Saturday, December 24, 2011

Turkey Hens

The Wild Turkey hens have been slowly aggregating into larger flocks.  Flock size is nowhere near what it will be in late winter, but I’m sure it will be impressive when all of the smaller flocks finally get together.  Regardless of flock size, the feeder area is a standard gathering area for the turkeys.

The lawn seems to be a greater attraction than the handful of grain they can glean from the feeder.  The non-native lawn grasses stay green well into winter and continue to grow as long as the ground remains unfrozen.  At this time of year, the lawn is the largest concentration of green leaves at Blue Jay Barrens.

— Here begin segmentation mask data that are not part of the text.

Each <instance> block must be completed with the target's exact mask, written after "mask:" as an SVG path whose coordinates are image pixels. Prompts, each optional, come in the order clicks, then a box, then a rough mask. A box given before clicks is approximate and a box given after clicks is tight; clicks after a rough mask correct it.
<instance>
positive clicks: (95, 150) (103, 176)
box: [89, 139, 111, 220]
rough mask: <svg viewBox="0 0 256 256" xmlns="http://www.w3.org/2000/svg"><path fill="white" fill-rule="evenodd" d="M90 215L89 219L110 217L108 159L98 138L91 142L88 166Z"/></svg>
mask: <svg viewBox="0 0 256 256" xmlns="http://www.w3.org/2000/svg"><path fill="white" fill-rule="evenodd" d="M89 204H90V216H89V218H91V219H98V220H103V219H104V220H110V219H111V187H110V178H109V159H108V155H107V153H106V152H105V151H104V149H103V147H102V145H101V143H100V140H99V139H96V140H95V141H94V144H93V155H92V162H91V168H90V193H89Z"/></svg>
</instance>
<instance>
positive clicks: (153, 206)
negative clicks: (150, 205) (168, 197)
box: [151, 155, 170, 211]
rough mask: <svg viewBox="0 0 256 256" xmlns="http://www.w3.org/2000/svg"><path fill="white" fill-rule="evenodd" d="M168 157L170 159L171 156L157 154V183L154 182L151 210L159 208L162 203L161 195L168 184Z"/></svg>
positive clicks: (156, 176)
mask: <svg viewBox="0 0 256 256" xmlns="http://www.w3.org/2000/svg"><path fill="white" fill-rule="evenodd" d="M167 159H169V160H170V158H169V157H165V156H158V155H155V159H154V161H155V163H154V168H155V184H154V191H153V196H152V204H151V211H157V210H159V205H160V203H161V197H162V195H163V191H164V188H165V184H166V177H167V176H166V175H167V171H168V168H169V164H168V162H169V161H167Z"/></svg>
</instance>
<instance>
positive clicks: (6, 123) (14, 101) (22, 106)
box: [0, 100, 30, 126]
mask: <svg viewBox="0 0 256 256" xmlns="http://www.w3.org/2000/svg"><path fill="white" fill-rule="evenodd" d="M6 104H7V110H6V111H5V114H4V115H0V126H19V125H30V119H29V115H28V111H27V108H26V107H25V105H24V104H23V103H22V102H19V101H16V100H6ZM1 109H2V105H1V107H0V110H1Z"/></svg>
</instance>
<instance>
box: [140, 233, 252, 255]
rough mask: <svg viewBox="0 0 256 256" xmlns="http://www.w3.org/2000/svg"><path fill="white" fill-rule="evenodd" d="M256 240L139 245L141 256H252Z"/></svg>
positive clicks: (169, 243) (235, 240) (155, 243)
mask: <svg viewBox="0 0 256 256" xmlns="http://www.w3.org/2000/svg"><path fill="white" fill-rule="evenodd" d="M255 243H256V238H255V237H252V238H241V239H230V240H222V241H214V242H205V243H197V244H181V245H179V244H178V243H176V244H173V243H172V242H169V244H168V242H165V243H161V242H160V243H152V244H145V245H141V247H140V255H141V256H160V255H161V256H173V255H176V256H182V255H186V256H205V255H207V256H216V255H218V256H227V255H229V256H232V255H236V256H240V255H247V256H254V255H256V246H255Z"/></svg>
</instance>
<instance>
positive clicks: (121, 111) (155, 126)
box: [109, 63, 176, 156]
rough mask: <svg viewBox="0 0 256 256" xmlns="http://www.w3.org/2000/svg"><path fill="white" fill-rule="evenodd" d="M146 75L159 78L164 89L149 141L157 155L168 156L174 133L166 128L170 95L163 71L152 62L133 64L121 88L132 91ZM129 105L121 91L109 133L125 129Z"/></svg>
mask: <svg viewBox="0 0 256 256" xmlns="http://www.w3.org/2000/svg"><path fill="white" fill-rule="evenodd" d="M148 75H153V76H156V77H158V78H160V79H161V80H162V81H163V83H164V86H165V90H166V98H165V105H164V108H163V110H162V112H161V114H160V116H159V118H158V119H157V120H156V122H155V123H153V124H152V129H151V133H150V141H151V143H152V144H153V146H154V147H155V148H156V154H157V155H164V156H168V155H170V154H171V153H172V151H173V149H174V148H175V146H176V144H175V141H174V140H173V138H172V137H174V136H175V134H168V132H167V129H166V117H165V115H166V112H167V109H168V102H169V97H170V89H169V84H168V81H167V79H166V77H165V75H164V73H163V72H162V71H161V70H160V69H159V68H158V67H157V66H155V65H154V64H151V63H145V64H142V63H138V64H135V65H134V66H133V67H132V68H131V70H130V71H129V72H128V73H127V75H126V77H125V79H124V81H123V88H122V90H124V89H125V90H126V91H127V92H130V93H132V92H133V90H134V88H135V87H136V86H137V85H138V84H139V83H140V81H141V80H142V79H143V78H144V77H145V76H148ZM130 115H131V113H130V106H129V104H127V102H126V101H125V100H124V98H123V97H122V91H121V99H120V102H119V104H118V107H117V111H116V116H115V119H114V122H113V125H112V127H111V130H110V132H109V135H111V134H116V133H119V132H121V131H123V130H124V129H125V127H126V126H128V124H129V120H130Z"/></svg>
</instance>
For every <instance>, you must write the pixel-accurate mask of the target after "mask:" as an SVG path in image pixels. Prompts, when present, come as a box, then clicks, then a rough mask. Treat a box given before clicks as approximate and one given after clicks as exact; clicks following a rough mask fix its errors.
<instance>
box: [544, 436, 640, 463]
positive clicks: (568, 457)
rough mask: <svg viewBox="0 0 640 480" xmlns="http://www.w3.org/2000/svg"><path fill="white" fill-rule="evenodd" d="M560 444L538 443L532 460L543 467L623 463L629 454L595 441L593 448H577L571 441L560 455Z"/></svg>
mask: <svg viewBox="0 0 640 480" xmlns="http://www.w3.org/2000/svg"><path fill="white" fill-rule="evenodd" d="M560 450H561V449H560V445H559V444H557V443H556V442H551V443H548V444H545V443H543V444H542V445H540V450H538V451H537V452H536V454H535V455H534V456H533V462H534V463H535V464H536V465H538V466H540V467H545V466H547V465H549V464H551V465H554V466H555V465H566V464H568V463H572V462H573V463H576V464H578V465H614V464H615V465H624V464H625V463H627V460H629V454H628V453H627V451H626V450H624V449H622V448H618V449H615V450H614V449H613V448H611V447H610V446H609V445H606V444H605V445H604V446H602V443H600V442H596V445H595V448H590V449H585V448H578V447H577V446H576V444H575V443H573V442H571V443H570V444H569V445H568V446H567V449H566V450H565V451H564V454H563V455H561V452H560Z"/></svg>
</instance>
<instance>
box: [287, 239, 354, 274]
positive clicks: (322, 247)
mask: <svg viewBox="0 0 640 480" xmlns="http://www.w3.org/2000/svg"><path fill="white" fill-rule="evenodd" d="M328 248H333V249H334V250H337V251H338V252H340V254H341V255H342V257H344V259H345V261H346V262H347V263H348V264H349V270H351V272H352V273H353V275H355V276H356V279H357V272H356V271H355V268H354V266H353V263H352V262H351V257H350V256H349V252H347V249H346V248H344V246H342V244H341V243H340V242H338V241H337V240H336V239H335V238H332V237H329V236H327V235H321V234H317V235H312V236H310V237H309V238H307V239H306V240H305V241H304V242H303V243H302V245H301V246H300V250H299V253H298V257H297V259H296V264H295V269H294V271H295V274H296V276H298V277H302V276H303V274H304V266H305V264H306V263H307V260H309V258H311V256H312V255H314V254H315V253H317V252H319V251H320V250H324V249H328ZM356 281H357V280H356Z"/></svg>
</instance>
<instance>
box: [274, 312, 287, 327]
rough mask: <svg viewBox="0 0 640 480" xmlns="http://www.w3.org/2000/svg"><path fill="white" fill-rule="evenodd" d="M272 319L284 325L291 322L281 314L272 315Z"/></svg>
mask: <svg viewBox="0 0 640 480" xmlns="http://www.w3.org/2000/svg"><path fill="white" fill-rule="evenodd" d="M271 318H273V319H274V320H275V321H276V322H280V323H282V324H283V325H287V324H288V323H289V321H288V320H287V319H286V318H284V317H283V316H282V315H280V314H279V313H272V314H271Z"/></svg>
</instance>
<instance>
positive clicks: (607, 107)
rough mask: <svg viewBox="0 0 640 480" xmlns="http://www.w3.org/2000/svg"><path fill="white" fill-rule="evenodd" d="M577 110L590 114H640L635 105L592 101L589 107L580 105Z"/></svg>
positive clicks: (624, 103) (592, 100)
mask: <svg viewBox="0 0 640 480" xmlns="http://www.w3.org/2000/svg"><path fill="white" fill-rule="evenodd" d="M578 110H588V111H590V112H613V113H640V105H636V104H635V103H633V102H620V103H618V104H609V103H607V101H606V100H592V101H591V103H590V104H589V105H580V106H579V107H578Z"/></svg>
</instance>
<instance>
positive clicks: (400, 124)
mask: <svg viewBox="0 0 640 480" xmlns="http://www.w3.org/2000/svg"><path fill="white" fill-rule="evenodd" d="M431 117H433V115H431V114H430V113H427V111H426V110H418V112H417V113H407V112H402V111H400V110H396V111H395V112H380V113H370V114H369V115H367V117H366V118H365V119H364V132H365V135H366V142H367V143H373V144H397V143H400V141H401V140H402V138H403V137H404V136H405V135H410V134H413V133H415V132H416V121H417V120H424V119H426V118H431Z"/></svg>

The flock will typically spend an hour or more roaming the yard and picking blades of grass.  With groundskeepers like these, you don’t have to worry about your lawn looking raggedy during the winter.

The turkeys cycle between grazing and searching for cracked corn chips.  When the flock gets larger, the dominant hens will monopolize the corn area and the rest of the birds will have the yard.  There are some subordinate members of the flock that don’t even try for corn.  They immediately head for the lawn and spend their entire stay eating grass.

There are two bearded hens this winter.  This is the younger.  I’ve seen the older guarding chicks for the last three seasons.  This may be one of her young.

There must be a little bit of hunting dog in this hen.  She seems to have gone to point.

This hen seems embarrassed to be caught preening.  I guess I should have made it clear that the photo shoot was not over.  The turkeys are always a lot of fun to watch.